COLLABS (THAT ACTUALLY WORKED)
Every year we’ve seen collaborations come in thick and fast, as brands strive to get more innovative to capture their audience’s attention. While some of these fell short and read as random (ahem, Supreme x Tiffany), others actually worked in their unusuality. An example of was Palace’s link up with Stella Artois, which not only birthed a collection, but also a whole pop-up pub in Soho, complete with co-branded tinnies.

Supreme ©

RETURN OF THE UGG
Heading up the end of the year, there’s one trend that’s becoming increasingly more popular and we couldn’t be happier: the UGG is back. While we doubt they will reach the heights they once did in, say 2013, the mini UGG has been doing the rounds on social media and has been spotted on some of the it girls of the age. Don’t call it a comeback.

UGG ©

SUBVERSIVE BASICS
Rounding out our best trends of the year is Subversive Basics. This movement, originally coined by trend forecaster Agus Panzoni on TikTok, which saw minimal wardrobe staples such as tank tops, suit trousers, and blazers updated with asymmetric cuts, slashes of exposed skin, considered layering and cut outs. Birthing a whole subgroup of micro-trends, we saw subversive basics everywhere this year, much to our delight.

CELINE ©

WORST

PETER PAN COLLARS
Peter Pan says “never say goodbye”, but when talking about the collars, we’d have to disagree. Respectfully. Another late entry, we wish the year could have passed without the reemergence of the oversized, dainty countrycore of the peter pan collar, which are now appearing as detachable pieces just in case you wanted the option to ruin multiple outfits by adding them on. Too harsh? Some things are best left in 2015. Or 2021.

Chanel ©

KANYE’S MASKS
Look, we know Kanye has had a rough year. But that’s really no excuse for the latex masks that seem to be constituting his latest fashion obsession. One around Halloween was fine, but apparently the musician has really gotten attached to them, and they appear to be here to stay. If we hadn’t been jilted by the mandatory (and essential) mask-wearing of the last couple of years, maybe we’d feel differently. But unfortunately, we have, so unfortunately, we don’t.

Kanye West ©

LOGOMANIA
Looping back to collabs, and while we can appreciate a good logo, sometimes it all gets a bit too much. Although both Gucciaga and Fendace made our list of the most viral fashion moments of this year, their preoccupation with logos somewhat clouded what could’ve been a much more interesting crossover of the house’s signature design practices.
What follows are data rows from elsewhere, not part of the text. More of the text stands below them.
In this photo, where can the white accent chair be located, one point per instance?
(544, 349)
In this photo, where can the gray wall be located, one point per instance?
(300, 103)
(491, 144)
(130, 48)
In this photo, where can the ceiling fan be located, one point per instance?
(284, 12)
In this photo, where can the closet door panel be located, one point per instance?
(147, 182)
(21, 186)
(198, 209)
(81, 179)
Hypebeasts 1 – the rest of us 0.

Fendi © Versace ©

KIDCORE JEWELLERY
Rising the ranks of Lyst’s biggest trends of the year was Kidcore, seen in A$AP Rocky x ERL’s Met Gala thrifted quilt as well as the abundance of child-like accessories on and off the catwalk this year. A milder option on the ‘worst’ list, it was a hark back to the internet’s obsession with oversized resin rings in Spring that landed this trend on the list, most of which are no doubt abandoned in drawers by now.

Bella Hadid ©

RETURN OF THE LOW WAIST
Rounding things off on a controversial one, we actually enjoyed the ongoing Y2K revival this year, for the most part. Blumarine, Miu Miu and Acne Studios all delivered healthy doses of dynamic nostalgia, but one element, the low-waist, was less than desirable. After the pandemic, a low-waist revival this soon just felt a bit like a shock to the system – give us a few more months yet, please.